Introduction
Cardiovascular disease (CVD), particularly ischemic heart disease (IHD), continues to be one of the leading causes of mortality in America1. In the past two decades, it has been reported that the prevalence, incidence, and mortality rates attributable to CVD have decreased in the United States and Canada2,3. Nevertheless, in developing countries like Mexico, CVD and IHD have increased in prevalence and mortality within the same time period4. A potential explanation for the increase in these epidemiological trends has been associated with a rise in the burden of well-identified traditional risk factors, particularly diabetes, arterial hypertension, and obesity5. According to the 2016 National Health and Nutrition Survey, a growth in the prevalence of these three traditional risk factors was reported in Mexico's growing urban cities6. Moreover, the impact has been translated at an individual care level, where the high prevalence of chronic health comorbidities is also combined with a diverse clinical cardiac-related symptoms at the moment of medical evaluation7. Both traditional risk factors and cardiac symptoms are related to cardiovascular impairments that had been previously described8,9.

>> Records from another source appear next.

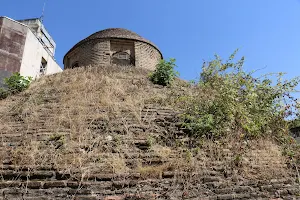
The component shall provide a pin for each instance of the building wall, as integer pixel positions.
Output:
(146, 56)
(33, 54)
(12, 42)
(99, 52)
(95, 52)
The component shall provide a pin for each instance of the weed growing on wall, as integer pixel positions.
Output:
(164, 73)
(229, 100)
(14, 84)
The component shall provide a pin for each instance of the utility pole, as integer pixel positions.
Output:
(43, 12)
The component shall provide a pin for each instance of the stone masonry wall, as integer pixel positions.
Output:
(146, 55)
(95, 52)
(99, 52)
(12, 42)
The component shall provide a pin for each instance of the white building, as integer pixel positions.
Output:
(26, 47)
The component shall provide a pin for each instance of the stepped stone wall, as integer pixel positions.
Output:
(150, 173)
(215, 183)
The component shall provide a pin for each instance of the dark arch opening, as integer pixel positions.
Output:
(75, 65)
(122, 58)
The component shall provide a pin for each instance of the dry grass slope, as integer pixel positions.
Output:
(114, 120)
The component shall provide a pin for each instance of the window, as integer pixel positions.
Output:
(75, 65)
(43, 67)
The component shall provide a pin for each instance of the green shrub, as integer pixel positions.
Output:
(17, 83)
(164, 73)
(14, 84)
(228, 100)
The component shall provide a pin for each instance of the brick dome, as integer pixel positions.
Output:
(113, 46)
(117, 33)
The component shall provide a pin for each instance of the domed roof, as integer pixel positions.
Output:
(115, 33)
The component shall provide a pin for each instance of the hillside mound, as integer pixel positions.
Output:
(109, 133)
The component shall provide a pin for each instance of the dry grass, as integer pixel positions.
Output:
(82, 119)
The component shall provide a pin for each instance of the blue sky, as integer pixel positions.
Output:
(267, 32)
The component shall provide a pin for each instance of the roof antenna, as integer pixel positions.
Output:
(43, 12)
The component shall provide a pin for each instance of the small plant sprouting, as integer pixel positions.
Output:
(14, 84)
(164, 73)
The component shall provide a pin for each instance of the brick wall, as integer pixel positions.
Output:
(12, 42)
(99, 52)
(146, 55)
(95, 52)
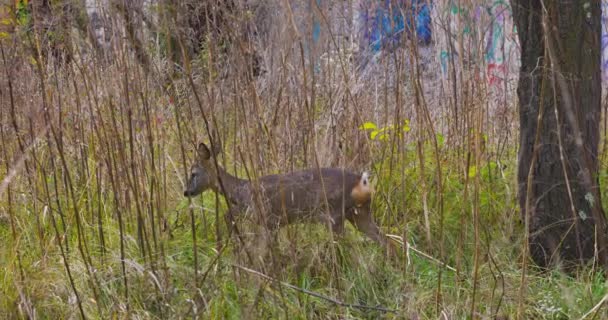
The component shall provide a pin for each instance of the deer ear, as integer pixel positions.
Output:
(203, 151)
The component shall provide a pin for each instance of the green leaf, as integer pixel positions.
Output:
(440, 139)
(368, 126)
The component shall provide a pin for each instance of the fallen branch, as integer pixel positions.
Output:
(312, 293)
(408, 247)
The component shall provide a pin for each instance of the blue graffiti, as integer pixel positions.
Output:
(391, 19)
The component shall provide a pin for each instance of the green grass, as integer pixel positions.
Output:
(360, 273)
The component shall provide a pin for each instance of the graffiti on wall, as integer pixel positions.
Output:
(490, 24)
(385, 22)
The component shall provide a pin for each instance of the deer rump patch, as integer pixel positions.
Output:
(362, 192)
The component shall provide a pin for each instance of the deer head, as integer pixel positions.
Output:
(202, 173)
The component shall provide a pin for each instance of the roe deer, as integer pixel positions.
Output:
(326, 195)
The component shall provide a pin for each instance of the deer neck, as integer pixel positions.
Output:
(235, 190)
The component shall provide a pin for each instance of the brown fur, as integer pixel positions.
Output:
(327, 195)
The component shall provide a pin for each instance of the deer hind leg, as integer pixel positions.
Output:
(361, 218)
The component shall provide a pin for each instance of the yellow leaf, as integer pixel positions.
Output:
(472, 171)
(368, 126)
(373, 134)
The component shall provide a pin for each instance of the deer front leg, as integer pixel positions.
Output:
(361, 218)
(230, 218)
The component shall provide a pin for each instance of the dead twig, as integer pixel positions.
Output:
(312, 293)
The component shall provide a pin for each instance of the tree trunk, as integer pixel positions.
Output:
(561, 71)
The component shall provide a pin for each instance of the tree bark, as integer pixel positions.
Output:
(566, 220)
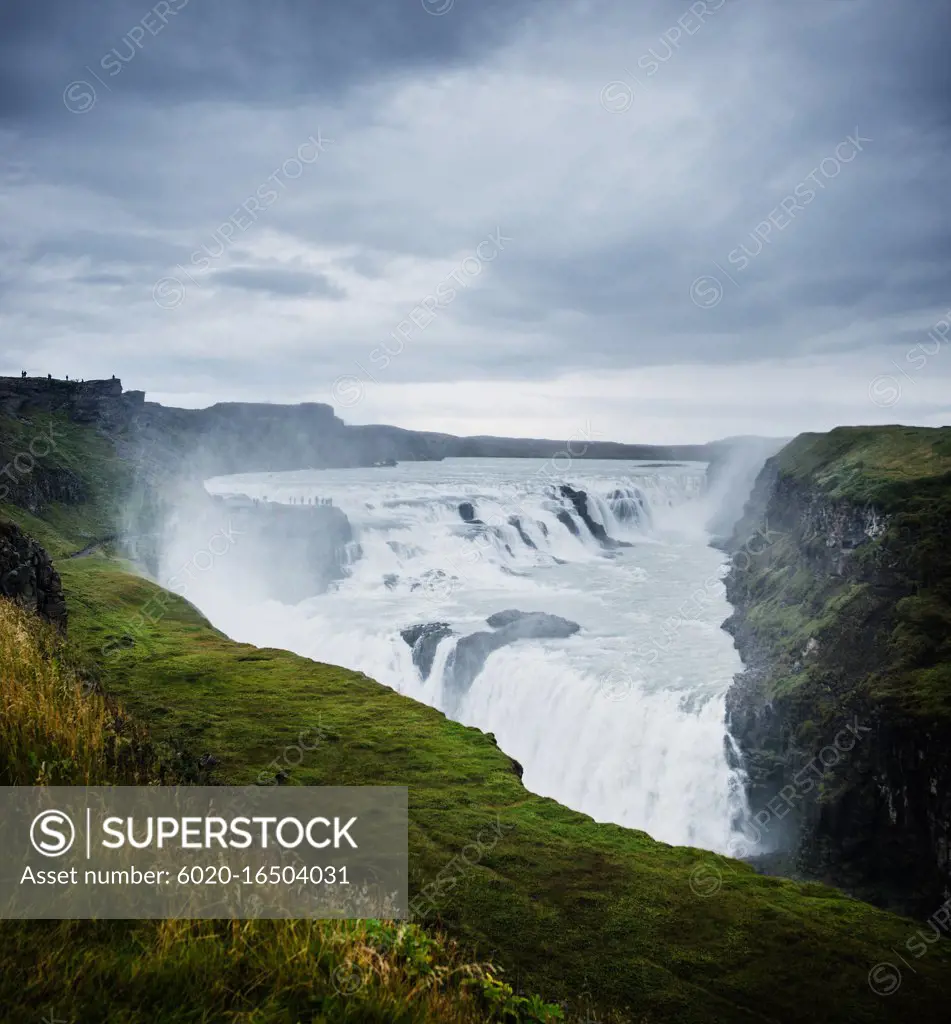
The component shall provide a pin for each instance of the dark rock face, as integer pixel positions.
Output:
(468, 657)
(526, 540)
(579, 501)
(28, 577)
(524, 625)
(848, 783)
(424, 640)
(565, 519)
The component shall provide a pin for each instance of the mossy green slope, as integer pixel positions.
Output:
(656, 932)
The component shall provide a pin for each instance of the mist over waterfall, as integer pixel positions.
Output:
(611, 699)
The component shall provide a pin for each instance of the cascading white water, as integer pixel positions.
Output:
(623, 720)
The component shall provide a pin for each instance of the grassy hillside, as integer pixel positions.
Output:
(617, 926)
(57, 729)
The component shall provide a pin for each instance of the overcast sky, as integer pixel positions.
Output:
(652, 221)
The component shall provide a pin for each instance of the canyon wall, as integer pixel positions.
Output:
(840, 581)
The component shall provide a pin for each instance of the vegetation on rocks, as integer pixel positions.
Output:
(844, 615)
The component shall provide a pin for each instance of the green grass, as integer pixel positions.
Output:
(882, 465)
(57, 729)
(618, 926)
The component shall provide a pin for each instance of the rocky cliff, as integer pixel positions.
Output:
(840, 580)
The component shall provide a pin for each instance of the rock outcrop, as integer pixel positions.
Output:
(28, 577)
(468, 656)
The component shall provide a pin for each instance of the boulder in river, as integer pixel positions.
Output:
(468, 657)
(424, 640)
(467, 514)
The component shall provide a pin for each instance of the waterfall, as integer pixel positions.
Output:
(623, 719)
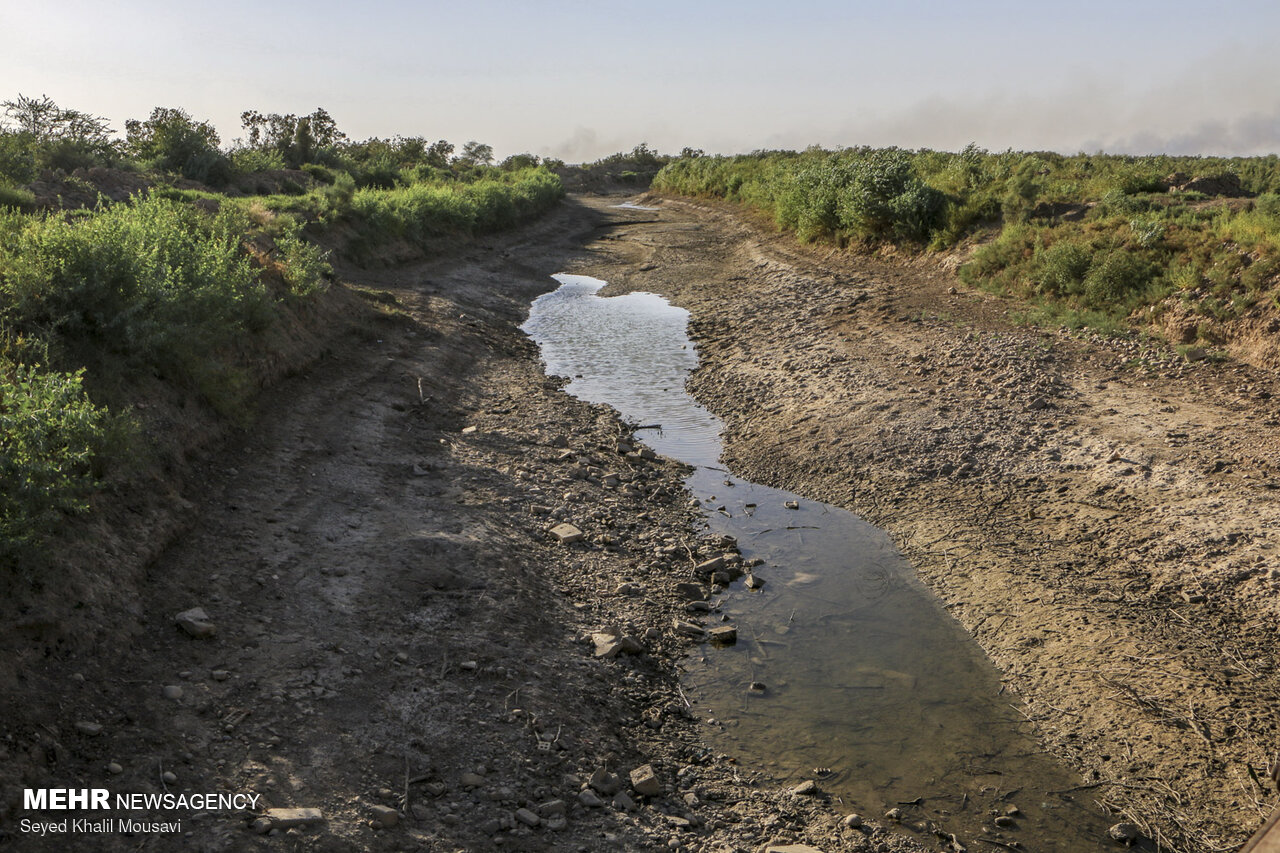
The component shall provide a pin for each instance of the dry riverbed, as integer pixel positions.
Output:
(392, 648)
(1100, 514)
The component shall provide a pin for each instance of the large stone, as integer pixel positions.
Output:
(606, 783)
(196, 623)
(708, 566)
(292, 817)
(644, 781)
(691, 592)
(1125, 833)
(607, 644)
(725, 635)
(384, 816)
(688, 629)
(552, 808)
(566, 533)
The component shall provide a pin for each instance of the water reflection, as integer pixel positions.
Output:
(871, 687)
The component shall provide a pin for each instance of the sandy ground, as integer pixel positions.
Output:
(1100, 514)
(397, 641)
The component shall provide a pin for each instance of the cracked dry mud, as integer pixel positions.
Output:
(398, 641)
(397, 634)
(1098, 514)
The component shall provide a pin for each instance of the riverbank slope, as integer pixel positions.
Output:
(1098, 512)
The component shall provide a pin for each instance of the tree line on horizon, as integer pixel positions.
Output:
(37, 135)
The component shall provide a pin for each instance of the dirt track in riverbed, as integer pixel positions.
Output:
(1100, 514)
(397, 635)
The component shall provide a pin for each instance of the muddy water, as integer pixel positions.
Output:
(869, 687)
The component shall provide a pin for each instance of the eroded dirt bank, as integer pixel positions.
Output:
(397, 641)
(1101, 515)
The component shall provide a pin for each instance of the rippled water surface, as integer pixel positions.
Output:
(872, 688)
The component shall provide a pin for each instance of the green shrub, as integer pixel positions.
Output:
(173, 141)
(17, 158)
(250, 160)
(16, 197)
(1115, 278)
(319, 173)
(159, 283)
(1063, 268)
(49, 437)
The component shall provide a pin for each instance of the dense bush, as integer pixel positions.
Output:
(1095, 236)
(424, 210)
(50, 434)
(155, 283)
(173, 141)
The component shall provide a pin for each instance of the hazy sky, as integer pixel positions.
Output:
(579, 80)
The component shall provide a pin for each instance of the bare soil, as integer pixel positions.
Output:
(1098, 512)
(398, 641)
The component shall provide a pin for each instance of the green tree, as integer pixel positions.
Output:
(173, 141)
(476, 154)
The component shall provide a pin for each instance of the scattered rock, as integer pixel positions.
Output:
(196, 623)
(552, 808)
(708, 566)
(1125, 833)
(725, 635)
(291, 817)
(384, 816)
(566, 533)
(691, 592)
(606, 783)
(688, 629)
(644, 781)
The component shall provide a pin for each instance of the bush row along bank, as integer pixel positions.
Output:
(95, 305)
(1088, 240)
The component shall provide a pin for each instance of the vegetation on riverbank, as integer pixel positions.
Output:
(184, 279)
(1097, 240)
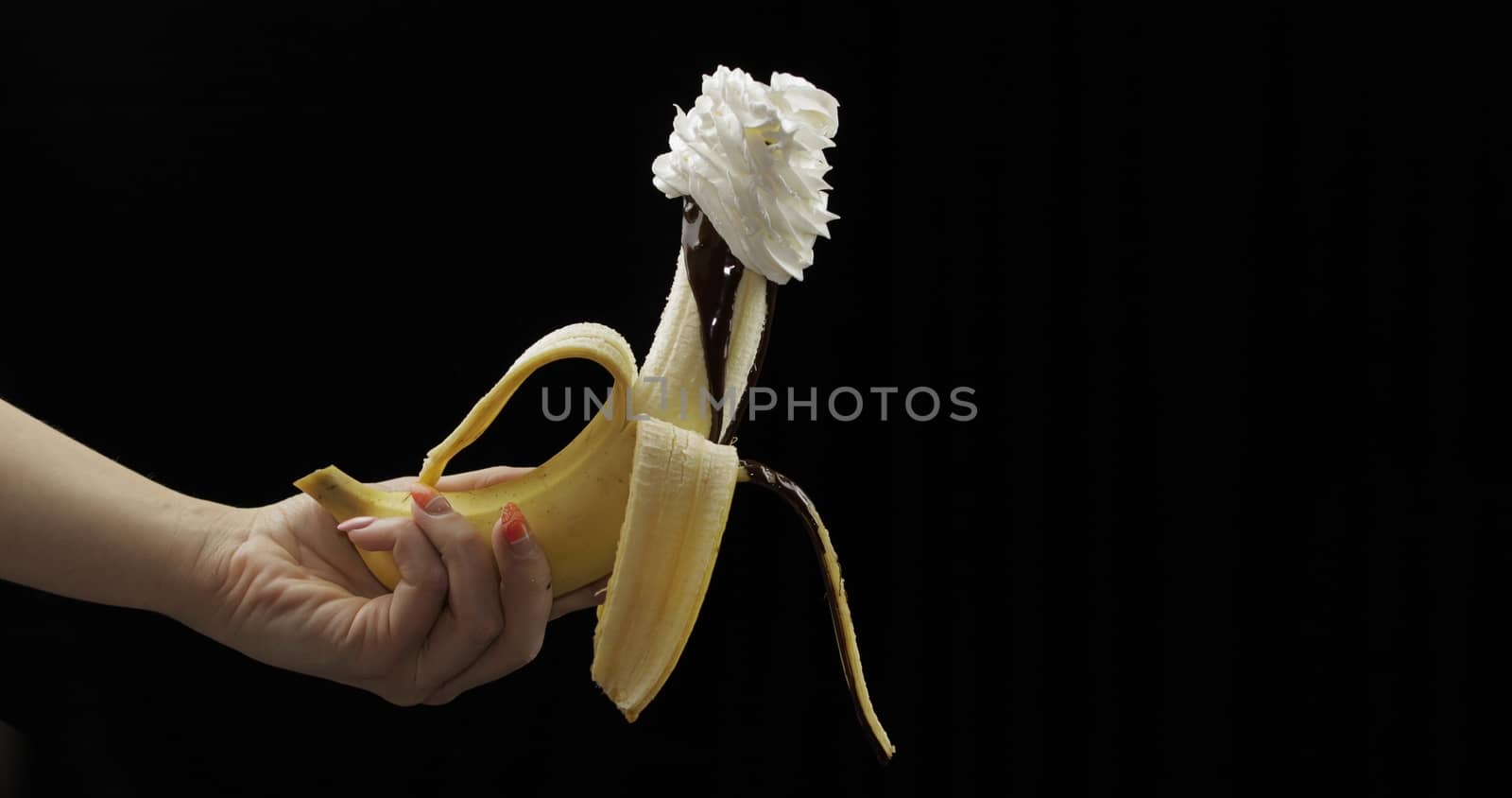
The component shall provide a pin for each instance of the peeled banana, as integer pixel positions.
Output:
(643, 493)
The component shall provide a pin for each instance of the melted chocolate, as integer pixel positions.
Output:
(790, 492)
(714, 274)
(755, 373)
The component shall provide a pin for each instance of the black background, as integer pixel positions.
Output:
(1217, 283)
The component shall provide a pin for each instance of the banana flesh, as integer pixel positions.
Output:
(640, 497)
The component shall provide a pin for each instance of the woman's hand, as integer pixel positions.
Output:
(291, 590)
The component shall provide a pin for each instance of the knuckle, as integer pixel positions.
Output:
(440, 699)
(486, 629)
(404, 696)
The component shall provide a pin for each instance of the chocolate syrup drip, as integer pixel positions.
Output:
(790, 492)
(714, 274)
(755, 373)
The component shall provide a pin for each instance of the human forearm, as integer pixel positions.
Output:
(79, 525)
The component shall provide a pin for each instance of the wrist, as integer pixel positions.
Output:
(206, 534)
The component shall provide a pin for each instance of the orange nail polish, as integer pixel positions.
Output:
(428, 499)
(513, 523)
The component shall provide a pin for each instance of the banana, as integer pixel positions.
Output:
(643, 493)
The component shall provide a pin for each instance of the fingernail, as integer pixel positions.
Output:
(435, 504)
(513, 520)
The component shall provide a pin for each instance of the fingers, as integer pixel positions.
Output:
(416, 600)
(584, 598)
(526, 595)
(472, 618)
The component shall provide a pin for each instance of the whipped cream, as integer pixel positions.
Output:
(752, 156)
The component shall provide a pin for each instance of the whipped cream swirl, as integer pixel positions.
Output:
(752, 156)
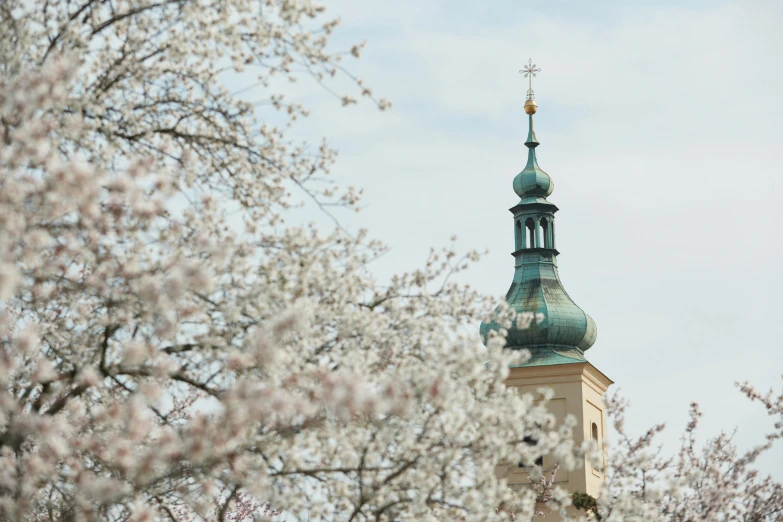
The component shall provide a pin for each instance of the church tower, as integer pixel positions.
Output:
(559, 341)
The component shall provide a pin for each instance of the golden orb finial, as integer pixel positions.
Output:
(529, 71)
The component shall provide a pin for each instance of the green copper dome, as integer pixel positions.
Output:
(566, 331)
(532, 181)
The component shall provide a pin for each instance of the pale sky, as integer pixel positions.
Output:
(660, 124)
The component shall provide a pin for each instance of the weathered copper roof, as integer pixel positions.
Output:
(566, 330)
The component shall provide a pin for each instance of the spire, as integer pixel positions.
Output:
(566, 331)
(532, 141)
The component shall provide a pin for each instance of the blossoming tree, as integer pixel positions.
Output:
(169, 347)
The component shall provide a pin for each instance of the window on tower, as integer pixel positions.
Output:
(545, 243)
(530, 441)
(594, 434)
(531, 229)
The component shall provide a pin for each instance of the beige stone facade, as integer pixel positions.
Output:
(578, 390)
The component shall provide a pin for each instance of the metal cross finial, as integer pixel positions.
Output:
(529, 71)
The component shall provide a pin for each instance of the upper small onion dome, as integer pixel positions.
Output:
(532, 181)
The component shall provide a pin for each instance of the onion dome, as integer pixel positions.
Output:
(532, 181)
(566, 331)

Imaging methods are essential to stratify, identify, and give an appropriate treatment for the underlying myocardial impairments10. An optimal approach for the clinical practices is the positron emission tomography/computed tomography (PET/CT) techniques that had been demonstrated to be an excellent method for stratifying patients with IHD. Its implementation could be useful for measuring mechanical capacity, microvascular circulation, and coronary flow reserve (CFR)11. The association between comorbidities, cardiac symptoms, and their relationship to myocardial function as evaluated by PET/CT has not been fully explored. The detection of this association could be useful for clinicians with insufficient resources to implement PET/CT imaging in at-risk populations, allowing for an early referral based on comorbidities and symptoms to a specialized cardiologic center.
Approach to the problem
There is an association between comorbidities and cardiac symptoms that alter myocardial function that could help clinicians to correctly identify at-risk population.
Objective
In this study, we intend to assess the joint impact of traditional risk factors with cardiac symptoms associated with ventricular mechanical impairments, ischemia, decreased CFR, and coronary artery obstruction in patients evaluated with PET/CT in a reference medical center in Mexico City. In addition to demonstrate, the relationship between comorbidities and the symptoms related to myocardial ischemia assessed with PET/CT.
Materials and methods
Study setting
The PET/CT unit in the Faculty of Medicine at the National Autonomous University of Mexico is a reference center for evaluating patients with CVD. We designed a cross-sectional study, all the data was collected from January 1, to December 31, 2019. Our inclusion criteria included patients who were ≥ 18 years and were referred to our PET/CT unit by a certified cardiologist due to typical or atypical symptoms related to angina and no history of medication that could modify their cardiovascular risk profile. For all our analyses, we excluded subjects who had previous history of myocardial infarction, arrhythmias, congenital heart disease, acute infections, or cancer at the time of PET/CT assessment. Medical records of subjects who had incomplete or inconclusive clinical information or whose PET/CT scan image were illegible, were excluded from the analysis. Data collectors were trained and supervised by a certified cardiologist during the study period. The Human Research Ethics Committee of the National Institute of Cardiology Ignacio Chávez approved the study, and all patients signed informed consent before the myocardial perfusion study (MPS).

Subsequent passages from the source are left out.